Teddy Park, also known as Teddy Kollek Park, is a public park situated opposite Jerusalem's Old City and David's Citadel, and integrated with the Hutzot HaYotzer Artists complex in the Mitchell Parks & Gardens. The park was developed by the Jerusalem Foundation in memory of Jerusalem's long serving mayor, Teddy Kollek, and opened to the public in 2013.
==History==
Before 1948, this area located just outside the walls of the Old City of Jerusalem was known as jawrat el-'enāb (Arabic: "vale of the jujube") due to the abundance of jujube trees found there, and served as an important communal meeting place for local merchants and residents. The comprehensive planning, design and supervision of the development of the park and its surroundings, including its structures, landscaping, water features, and the renovation of the Hutzot Hayotzer complex, was carried out by the office of Uri Shetrit Architects Ltd. together with A.I. Architecture and Urban Design (Isaac Halfon and Alan Aranoff architects).

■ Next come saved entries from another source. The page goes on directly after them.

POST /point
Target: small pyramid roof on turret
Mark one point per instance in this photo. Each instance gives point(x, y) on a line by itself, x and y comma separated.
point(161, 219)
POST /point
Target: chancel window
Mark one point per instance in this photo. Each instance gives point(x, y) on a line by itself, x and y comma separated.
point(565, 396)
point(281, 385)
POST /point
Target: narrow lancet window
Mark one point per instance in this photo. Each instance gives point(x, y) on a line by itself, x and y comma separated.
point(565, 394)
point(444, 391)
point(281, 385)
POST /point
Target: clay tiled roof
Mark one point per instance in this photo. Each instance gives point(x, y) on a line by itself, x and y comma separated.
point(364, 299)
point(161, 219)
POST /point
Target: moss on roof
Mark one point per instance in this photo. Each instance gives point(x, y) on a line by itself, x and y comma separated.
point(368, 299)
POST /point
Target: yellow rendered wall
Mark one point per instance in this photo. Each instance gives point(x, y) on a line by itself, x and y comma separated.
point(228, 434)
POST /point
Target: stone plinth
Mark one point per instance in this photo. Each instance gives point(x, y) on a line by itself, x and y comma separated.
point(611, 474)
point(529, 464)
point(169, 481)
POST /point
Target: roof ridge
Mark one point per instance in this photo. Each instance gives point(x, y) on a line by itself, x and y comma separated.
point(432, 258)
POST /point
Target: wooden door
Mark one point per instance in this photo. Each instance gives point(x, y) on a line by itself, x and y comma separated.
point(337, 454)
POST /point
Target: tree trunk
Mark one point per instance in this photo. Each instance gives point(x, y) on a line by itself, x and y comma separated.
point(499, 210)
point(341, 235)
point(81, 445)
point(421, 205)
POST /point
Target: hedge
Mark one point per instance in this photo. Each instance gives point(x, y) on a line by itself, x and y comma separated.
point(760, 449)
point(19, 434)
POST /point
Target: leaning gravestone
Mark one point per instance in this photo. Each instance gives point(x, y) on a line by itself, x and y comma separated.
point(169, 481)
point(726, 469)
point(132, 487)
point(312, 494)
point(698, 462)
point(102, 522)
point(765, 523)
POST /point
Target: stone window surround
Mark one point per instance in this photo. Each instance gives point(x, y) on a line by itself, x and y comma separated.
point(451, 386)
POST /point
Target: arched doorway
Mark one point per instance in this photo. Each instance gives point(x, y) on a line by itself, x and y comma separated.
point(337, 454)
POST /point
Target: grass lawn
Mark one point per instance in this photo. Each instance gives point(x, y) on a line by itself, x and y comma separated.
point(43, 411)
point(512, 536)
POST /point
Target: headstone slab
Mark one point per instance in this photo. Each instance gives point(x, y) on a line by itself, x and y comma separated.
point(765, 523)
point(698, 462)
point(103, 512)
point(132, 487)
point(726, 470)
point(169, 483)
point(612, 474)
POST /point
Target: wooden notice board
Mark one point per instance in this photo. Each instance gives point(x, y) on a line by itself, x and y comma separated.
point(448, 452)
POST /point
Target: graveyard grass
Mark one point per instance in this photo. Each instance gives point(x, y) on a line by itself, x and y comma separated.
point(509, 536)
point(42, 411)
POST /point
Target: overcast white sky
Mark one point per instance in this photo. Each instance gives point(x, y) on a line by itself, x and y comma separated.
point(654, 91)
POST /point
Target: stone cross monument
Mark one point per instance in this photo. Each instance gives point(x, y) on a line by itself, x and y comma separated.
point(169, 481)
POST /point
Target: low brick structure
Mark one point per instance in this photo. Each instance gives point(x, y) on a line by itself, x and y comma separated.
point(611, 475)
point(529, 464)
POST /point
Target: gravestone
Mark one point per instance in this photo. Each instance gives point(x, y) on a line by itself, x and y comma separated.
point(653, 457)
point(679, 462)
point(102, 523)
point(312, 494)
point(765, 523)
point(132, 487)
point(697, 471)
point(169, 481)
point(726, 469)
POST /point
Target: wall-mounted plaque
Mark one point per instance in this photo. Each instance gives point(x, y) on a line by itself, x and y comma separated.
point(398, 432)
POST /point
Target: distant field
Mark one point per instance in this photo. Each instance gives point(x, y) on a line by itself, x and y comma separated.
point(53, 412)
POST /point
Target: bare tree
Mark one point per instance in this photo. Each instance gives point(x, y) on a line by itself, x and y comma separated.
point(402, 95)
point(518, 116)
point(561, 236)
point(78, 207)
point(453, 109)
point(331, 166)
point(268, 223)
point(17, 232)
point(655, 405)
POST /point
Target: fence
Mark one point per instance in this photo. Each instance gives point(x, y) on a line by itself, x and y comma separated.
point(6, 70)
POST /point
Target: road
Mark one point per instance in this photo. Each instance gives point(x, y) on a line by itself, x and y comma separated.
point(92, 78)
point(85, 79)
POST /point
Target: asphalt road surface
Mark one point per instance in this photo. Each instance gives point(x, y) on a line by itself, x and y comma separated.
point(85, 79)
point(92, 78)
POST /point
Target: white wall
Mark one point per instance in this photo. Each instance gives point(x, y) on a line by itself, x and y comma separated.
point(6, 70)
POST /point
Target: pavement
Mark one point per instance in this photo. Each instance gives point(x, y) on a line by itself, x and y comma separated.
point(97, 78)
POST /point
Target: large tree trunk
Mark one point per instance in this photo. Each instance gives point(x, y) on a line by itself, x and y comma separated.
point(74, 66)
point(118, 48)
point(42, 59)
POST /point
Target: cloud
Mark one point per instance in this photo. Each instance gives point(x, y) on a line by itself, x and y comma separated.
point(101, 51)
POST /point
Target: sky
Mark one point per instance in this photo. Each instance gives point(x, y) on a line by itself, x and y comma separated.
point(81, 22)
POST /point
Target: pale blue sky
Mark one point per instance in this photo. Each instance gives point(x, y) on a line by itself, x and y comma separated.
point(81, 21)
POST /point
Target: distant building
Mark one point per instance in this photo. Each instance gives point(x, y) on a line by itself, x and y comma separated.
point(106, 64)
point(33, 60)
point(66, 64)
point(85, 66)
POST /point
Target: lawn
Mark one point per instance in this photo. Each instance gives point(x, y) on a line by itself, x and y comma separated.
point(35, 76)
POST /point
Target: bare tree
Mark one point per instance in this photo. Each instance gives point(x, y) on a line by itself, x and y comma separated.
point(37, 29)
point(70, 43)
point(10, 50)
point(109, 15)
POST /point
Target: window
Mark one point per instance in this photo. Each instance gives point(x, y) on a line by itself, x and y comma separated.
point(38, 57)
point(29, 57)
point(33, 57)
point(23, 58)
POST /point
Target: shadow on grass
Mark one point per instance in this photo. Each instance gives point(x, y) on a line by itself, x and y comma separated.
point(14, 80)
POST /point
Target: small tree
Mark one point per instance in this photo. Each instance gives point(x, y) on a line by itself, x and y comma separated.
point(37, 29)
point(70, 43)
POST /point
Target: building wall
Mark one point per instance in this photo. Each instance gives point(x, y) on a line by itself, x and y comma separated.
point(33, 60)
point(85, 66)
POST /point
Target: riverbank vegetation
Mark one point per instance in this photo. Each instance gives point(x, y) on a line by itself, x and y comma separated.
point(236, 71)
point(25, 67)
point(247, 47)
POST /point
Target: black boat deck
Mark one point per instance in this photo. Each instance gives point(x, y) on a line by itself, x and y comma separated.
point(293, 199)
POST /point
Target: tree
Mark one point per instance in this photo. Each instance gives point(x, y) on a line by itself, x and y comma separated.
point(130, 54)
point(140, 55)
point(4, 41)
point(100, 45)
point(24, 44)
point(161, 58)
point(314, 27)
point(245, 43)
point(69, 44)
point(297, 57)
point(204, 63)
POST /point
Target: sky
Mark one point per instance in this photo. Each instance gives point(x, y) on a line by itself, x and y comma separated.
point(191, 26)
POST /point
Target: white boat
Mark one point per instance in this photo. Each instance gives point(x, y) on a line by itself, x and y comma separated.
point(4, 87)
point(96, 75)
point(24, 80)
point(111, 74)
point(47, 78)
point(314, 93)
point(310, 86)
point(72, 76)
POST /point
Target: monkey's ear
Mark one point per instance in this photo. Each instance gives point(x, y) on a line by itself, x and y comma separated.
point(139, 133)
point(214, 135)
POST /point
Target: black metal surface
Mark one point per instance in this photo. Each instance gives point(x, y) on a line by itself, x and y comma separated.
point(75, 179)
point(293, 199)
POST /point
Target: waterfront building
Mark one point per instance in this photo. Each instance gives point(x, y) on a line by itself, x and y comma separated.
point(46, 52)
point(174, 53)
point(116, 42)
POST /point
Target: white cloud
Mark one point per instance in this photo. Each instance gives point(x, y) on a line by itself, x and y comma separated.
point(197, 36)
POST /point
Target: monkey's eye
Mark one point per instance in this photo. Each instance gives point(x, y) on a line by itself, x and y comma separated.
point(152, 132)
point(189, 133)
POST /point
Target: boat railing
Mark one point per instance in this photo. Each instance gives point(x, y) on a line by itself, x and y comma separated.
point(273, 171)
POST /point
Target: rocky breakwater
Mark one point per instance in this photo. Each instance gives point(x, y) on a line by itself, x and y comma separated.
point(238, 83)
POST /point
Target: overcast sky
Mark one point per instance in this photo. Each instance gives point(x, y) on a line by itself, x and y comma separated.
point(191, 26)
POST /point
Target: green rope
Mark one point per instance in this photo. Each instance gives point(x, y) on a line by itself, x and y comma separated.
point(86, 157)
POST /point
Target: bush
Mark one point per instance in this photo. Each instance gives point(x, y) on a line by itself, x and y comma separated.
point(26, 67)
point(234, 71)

A major feature of the park is its splash fountain that orchestrates animated water, sound and lighting. Journalist Linda Gradstein described it as a landscape of "spouting water geysers" just outside the walls of the Old City. Water shoots from the fountains in sync with music every 30 minutes; in the evening a light show plays while during the day children run among the water spouts. The music was composed by the New Jerusalem Orchestra and the East West Ensemble (Yisrael Borochov) incorporating themes from Jewish, Arab and African musical traditions. The fountain was donated by Alan Hassenfeld, philanthropist and former Hasbro Toys chairman. The fountain is noted as a place where people from every segment of Jerusalem's ethnically and religiously varied population mingle with visitors from around the globe. The water feature concept was developed by Stéphane Llorca of JML Consultants.

Teddy Park integrates with the landscaping immediately to its north, designed by Safdie Architects. During the construction process, antiquities were discovered on site that include: a Roman water cistern, remnants of the Roman 10th Legion, a Byzantine complex, and a 19th-century structure that was integrated into the design of the park itself by the architects.

The Hutzot Hayotzer complex houses a multimedia Visitor Center that contains an interactive exhibition of Teddy's story and the history of the development of the modern city.